Entertainment and activities | July 18, 2022
Knowing how to swim is great for pool parties and visits to the beach, but more importantly, it’s a skill that could save your life. July 17 to 23, 2022 is National Drowning Prevention Week and there is no better time to learn to swim or brush up on your water safety knowledge. The City of Mississauga is providing residents with the opportunity to learn the basics of swimming for free and encouraging those who participate in water activities, like swimming, fishing and boating, to do so safely.
According to the Lifesaving Society, a national charitable organization that works to prevent drowning and water-related injuries, there are approximately 500 water-related fatalities in Canada each year. Thirty-four per cent of these deaths occur in lakes or ponds and 29 per cent in rivers. Additionally, 66 per cent of these drownings take place during the warmer months between May and September.
Learn to Swim at the City
Free City-wide Swim Lesson
Wednesday, July 20
All City pools (indoor and outdoor)
It’s important to develop confidence in the water and just as important that you and your children learn basic swimming and water safety skills that will help prevent drowning. During this one-hour experience, lifeguards and instructors will teach swimming basics, provide free swim assessments and encourage water-smart behaviour. Participants must register either in-person or online at activemississauga.ca (Search Citywide FREE Swim Lesson).

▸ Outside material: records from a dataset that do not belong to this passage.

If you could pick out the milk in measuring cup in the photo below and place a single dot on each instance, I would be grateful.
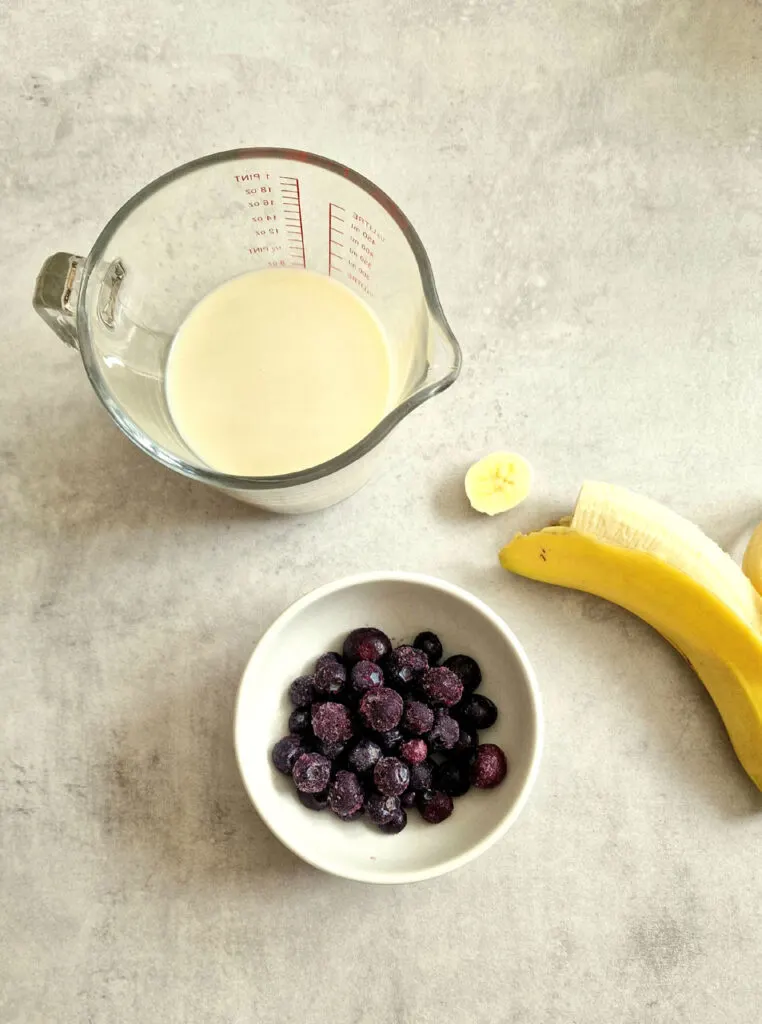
(277, 371)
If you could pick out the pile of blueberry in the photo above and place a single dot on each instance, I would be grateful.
(378, 731)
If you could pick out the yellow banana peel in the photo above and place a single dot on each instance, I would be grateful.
(723, 648)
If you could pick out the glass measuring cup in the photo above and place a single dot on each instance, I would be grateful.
(213, 219)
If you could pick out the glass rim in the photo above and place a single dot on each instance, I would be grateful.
(371, 440)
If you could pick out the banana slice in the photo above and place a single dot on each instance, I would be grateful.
(498, 482)
(753, 559)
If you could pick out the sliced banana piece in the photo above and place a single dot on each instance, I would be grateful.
(498, 482)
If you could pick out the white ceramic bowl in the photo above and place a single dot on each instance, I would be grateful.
(401, 604)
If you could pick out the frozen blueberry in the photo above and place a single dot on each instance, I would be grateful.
(445, 732)
(353, 816)
(286, 752)
(421, 776)
(396, 822)
(417, 717)
(468, 740)
(330, 679)
(477, 712)
(300, 721)
(332, 722)
(365, 676)
(466, 670)
(327, 659)
(366, 644)
(345, 795)
(404, 667)
(442, 687)
(490, 767)
(331, 751)
(364, 756)
(391, 776)
(434, 806)
(311, 772)
(313, 801)
(381, 709)
(390, 740)
(430, 644)
(453, 777)
(301, 691)
(381, 809)
(414, 751)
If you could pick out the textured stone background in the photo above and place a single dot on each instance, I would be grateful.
(588, 179)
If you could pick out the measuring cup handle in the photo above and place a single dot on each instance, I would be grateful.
(56, 292)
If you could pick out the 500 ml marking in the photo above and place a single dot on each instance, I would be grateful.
(351, 251)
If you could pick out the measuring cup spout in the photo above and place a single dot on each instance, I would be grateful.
(56, 292)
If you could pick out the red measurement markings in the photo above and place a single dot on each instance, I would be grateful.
(291, 202)
(335, 217)
(363, 242)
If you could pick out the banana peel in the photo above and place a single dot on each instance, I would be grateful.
(724, 650)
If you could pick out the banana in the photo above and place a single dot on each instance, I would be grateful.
(498, 482)
(663, 568)
(752, 564)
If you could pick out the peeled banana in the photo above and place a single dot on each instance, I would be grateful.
(753, 559)
(498, 482)
(646, 558)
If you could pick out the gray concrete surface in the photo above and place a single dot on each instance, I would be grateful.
(588, 179)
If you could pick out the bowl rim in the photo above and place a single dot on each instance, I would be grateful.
(530, 679)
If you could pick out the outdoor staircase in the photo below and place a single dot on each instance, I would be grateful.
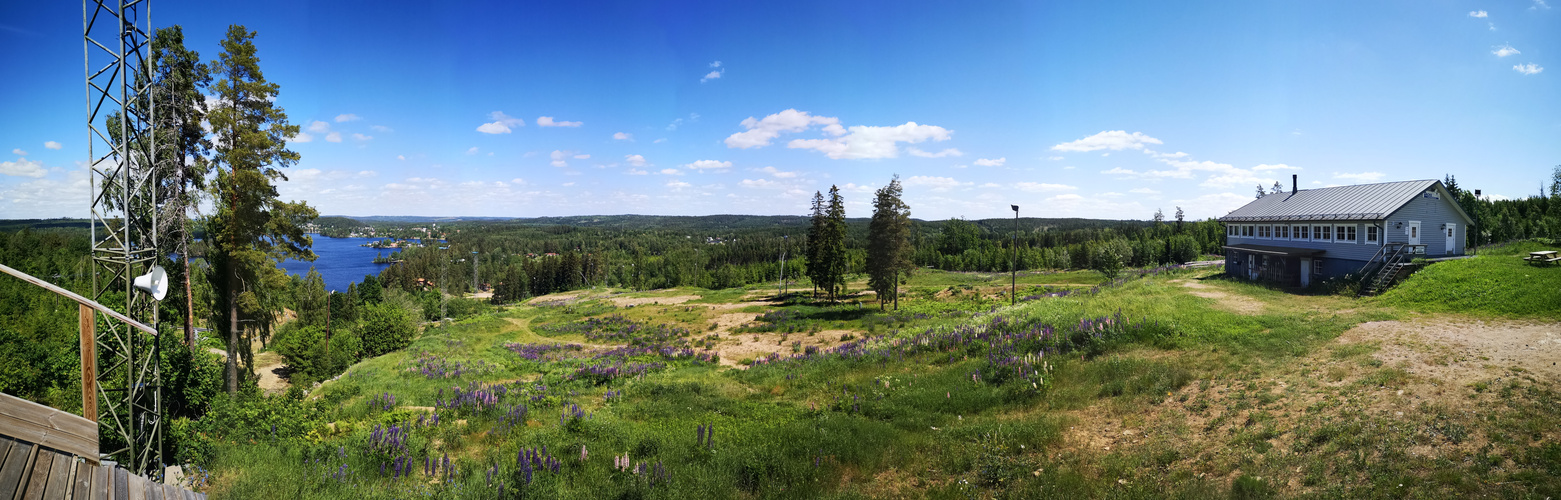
(1385, 267)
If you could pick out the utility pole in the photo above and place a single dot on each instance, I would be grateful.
(1013, 260)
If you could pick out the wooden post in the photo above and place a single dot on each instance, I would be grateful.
(88, 363)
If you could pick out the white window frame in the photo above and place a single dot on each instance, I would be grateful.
(1326, 230)
(1341, 230)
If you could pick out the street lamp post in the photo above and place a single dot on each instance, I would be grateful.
(1013, 260)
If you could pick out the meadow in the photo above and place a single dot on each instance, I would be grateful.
(1165, 383)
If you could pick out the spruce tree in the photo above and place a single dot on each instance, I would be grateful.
(888, 242)
(252, 228)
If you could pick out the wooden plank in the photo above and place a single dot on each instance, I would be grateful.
(83, 489)
(78, 299)
(38, 424)
(120, 485)
(38, 480)
(88, 327)
(60, 477)
(13, 474)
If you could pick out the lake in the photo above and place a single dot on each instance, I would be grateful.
(342, 261)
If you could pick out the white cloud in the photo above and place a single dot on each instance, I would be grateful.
(709, 164)
(1363, 177)
(1043, 186)
(790, 121)
(776, 172)
(948, 152)
(501, 124)
(935, 183)
(547, 121)
(22, 167)
(1112, 139)
(871, 142)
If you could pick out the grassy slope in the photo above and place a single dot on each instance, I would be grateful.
(1229, 405)
(1496, 283)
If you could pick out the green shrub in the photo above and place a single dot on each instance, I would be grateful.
(384, 328)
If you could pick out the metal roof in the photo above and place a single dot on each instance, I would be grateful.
(1360, 202)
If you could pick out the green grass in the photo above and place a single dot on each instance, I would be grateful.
(1494, 283)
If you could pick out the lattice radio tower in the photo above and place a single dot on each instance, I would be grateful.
(122, 153)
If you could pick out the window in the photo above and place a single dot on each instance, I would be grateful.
(1344, 235)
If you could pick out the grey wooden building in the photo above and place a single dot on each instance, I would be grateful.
(1310, 235)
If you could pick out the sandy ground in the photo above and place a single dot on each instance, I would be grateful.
(1235, 303)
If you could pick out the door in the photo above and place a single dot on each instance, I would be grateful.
(1452, 242)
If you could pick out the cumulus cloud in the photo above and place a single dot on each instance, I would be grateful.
(1361, 177)
(760, 132)
(709, 166)
(547, 121)
(1043, 186)
(1112, 139)
(948, 152)
(22, 167)
(776, 172)
(871, 142)
(501, 124)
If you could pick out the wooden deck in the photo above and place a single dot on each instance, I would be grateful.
(49, 453)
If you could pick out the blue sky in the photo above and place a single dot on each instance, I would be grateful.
(1070, 110)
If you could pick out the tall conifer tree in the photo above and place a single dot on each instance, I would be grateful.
(252, 228)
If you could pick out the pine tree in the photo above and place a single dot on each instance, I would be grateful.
(178, 83)
(888, 242)
(252, 228)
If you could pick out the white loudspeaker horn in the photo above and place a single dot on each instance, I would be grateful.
(153, 282)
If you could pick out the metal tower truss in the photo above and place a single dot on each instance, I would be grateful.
(117, 47)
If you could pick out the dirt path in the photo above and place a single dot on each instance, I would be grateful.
(1235, 303)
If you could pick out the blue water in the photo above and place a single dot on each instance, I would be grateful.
(342, 261)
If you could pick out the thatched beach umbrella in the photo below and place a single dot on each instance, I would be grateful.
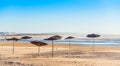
(69, 38)
(52, 38)
(39, 44)
(25, 38)
(13, 39)
(93, 36)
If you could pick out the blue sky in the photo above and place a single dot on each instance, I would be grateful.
(77, 16)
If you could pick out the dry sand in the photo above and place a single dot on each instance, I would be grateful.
(26, 55)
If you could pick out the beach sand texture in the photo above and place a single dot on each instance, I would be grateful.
(79, 55)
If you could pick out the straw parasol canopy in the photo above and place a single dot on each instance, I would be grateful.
(52, 38)
(93, 36)
(25, 38)
(13, 39)
(56, 37)
(69, 38)
(39, 44)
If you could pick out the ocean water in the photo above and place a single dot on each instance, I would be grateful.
(88, 42)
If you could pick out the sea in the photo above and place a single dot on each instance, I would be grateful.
(85, 42)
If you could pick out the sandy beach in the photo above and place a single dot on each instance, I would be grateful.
(26, 55)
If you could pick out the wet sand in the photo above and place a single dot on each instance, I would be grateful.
(26, 54)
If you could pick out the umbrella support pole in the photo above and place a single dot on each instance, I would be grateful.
(69, 47)
(13, 48)
(93, 49)
(52, 49)
(39, 51)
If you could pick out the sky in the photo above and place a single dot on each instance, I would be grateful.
(76, 16)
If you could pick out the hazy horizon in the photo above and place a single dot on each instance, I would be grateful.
(76, 16)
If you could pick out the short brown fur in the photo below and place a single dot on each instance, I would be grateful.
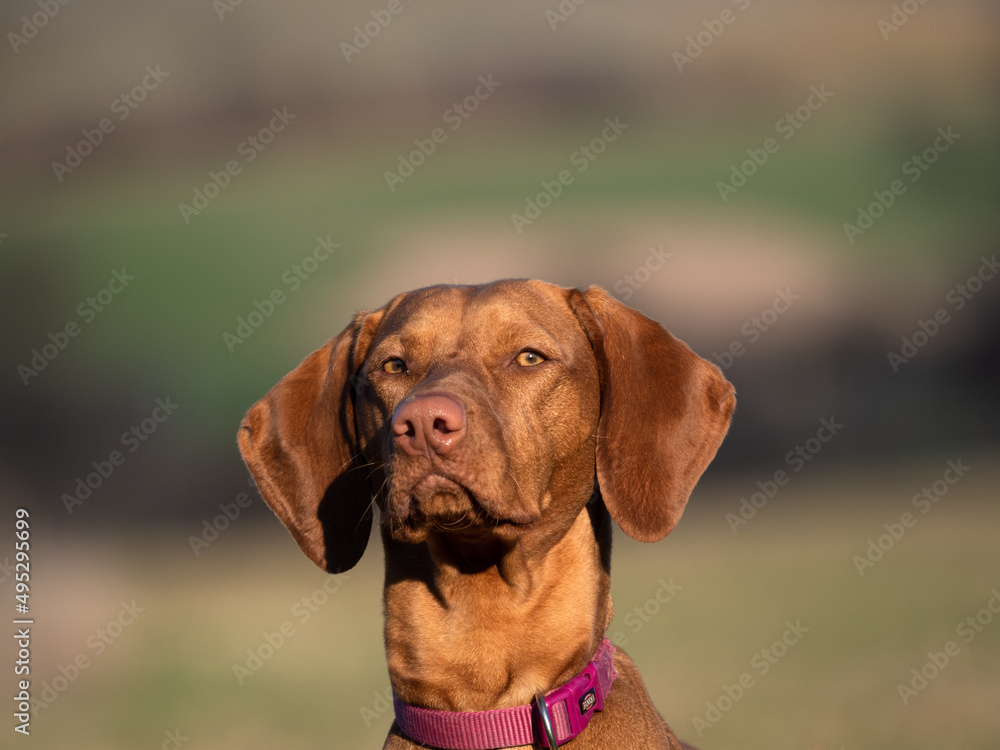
(497, 544)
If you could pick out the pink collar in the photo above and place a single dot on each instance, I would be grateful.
(568, 710)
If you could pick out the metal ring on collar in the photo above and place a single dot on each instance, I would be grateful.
(543, 712)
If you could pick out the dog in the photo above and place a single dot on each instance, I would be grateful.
(498, 428)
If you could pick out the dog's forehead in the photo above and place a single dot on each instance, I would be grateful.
(457, 312)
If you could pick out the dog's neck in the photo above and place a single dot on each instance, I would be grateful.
(484, 626)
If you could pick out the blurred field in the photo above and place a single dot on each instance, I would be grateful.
(836, 688)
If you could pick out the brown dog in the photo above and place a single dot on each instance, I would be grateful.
(498, 428)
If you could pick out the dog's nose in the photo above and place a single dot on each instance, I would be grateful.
(429, 423)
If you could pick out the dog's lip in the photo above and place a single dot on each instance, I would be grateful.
(479, 511)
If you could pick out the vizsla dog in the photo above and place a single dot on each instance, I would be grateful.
(498, 428)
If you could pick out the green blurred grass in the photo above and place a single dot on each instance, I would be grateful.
(173, 669)
(194, 280)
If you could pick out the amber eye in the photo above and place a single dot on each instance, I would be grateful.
(529, 358)
(395, 366)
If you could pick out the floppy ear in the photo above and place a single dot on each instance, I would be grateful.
(664, 412)
(299, 443)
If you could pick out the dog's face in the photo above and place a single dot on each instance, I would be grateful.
(481, 404)
(482, 412)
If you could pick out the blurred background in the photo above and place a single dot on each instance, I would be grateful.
(195, 195)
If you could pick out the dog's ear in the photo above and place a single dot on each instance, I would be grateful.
(664, 412)
(300, 445)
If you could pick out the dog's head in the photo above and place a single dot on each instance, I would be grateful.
(479, 412)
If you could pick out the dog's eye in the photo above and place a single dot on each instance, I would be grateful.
(529, 358)
(394, 366)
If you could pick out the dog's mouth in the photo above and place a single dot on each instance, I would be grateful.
(440, 503)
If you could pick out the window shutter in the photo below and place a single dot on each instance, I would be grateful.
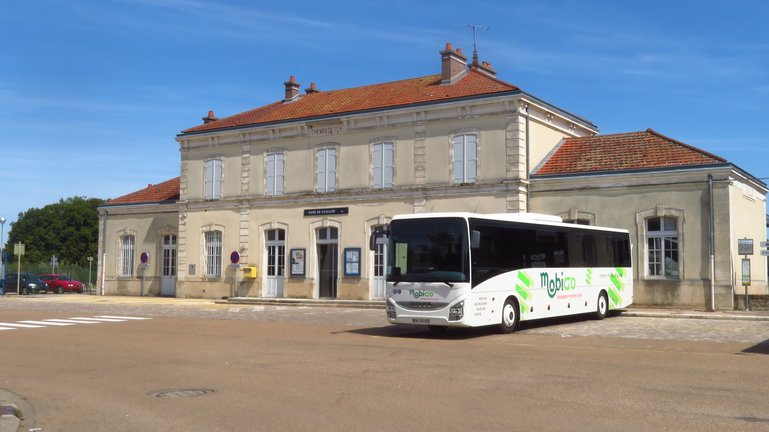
(270, 174)
(377, 166)
(459, 157)
(320, 172)
(387, 165)
(331, 170)
(471, 159)
(280, 165)
(208, 179)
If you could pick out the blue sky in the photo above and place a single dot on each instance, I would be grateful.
(93, 92)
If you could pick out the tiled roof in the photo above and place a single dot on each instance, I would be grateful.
(622, 152)
(377, 96)
(161, 192)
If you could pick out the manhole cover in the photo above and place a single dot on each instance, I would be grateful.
(180, 393)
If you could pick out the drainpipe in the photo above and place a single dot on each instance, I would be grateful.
(528, 186)
(712, 245)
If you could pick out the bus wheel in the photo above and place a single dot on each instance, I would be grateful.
(602, 307)
(509, 316)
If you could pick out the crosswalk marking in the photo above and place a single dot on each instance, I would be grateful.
(17, 325)
(73, 321)
(63, 322)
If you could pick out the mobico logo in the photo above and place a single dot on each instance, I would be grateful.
(556, 283)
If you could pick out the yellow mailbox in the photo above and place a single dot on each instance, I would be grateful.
(249, 272)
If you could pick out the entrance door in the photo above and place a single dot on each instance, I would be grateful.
(168, 274)
(276, 263)
(378, 272)
(328, 239)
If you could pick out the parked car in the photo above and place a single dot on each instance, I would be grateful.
(61, 283)
(27, 284)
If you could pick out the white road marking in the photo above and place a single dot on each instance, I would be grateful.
(19, 325)
(45, 323)
(71, 321)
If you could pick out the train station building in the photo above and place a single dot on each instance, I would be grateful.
(280, 201)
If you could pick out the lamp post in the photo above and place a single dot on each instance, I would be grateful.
(90, 261)
(2, 255)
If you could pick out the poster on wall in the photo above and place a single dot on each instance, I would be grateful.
(297, 262)
(352, 262)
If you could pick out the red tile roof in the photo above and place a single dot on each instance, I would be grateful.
(166, 191)
(377, 96)
(621, 152)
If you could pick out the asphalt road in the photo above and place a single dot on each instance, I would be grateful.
(254, 368)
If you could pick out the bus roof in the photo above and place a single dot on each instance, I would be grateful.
(526, 218)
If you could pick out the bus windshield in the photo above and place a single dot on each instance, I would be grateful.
(428, 250)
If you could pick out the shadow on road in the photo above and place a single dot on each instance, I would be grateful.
(760, 348)
(423, 332)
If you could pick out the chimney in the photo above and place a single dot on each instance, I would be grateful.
(453, 64)
(208, 119)
(485, 67)
(311, 89)
(292, 89)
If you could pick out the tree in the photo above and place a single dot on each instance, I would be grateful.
(68, 229)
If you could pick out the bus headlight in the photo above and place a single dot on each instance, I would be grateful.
(457, 311)
(390, 311)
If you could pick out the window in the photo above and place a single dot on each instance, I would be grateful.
(213, 179)
(326, 170)
(662, 246)
(127, 243)
(214, 253)
(275, 168)
(382, 161)
(276, 252)
(465, 158)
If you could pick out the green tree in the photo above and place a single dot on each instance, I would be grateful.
(68, 229)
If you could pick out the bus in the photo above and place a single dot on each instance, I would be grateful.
(468, 270)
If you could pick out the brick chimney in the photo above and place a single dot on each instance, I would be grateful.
(292, 89)
(453, 64)
(485, 67)
(311, 89)
(210, 117)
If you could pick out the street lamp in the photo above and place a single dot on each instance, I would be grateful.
(2, 255)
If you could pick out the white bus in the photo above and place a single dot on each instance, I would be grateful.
(468, 270)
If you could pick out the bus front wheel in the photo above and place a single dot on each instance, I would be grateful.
(509, 316)
(602, 307)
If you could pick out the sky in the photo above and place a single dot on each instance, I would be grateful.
(94, 92)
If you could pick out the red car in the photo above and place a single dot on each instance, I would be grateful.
(61, 283)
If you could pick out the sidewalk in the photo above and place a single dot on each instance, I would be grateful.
(631, 311)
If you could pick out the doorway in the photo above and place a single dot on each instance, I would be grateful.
(328, 240)
(276, 262)
(168, 272)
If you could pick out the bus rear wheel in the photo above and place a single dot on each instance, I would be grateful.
(602, 306)
(509, 316)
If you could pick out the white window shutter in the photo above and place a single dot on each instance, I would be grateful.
(270, 174)
(387, 165)
(320, 172)
(331, 167)
(280, 165)
(377, 166)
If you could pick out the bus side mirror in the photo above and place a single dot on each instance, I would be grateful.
(475, 239)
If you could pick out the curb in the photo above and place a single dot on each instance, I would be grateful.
(9, 422)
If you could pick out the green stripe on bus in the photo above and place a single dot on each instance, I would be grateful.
(617, 282)
(523, 277)
(615, 297)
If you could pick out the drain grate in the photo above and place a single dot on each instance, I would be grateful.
(180, 393)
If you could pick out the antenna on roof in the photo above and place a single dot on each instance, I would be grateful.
(475, 42)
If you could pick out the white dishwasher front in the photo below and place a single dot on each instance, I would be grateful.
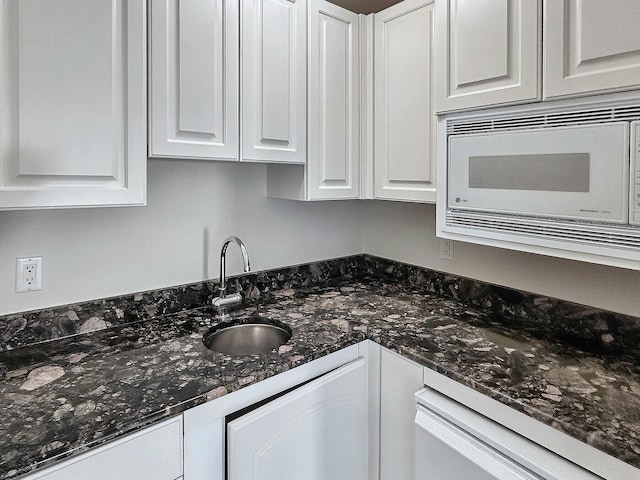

Safety Measures When Enjoying the Water
Even if you’re an experienced swimmer, stay alert, take precautions, understand the risk factors and follow all safety guidelines to prevent injury or accidents:
Wear a lifejacket – Wear a lifejacket or personal floatation device (PFD) when on a boat. The law requires that a PFD be on board for each person on a boat. In addition, inexperienced swimmers should wear them at all times when swimming in pools or other bodies of water.
Swim with a buddy – It’s important to always have someone swim with you, where possible, in case something happens. Let someone know when, where and how long you plan on swimming. When you are done swimming, check in with them to let them know you are safe.
Keep children within arm’s reach – Protect children from drowning by actively supervising them when they are in or around water. Keep them within reach in case something happens, so you are close enough to help.
Be aware of your surroundings –It’s always important to know your surroundings at all times and to familiarize yourself with the water conditions. For a sense of security and safety, swim in zones that are supervised by lifeguards, such as one of the City’s indoor pools and seven outdoor pools.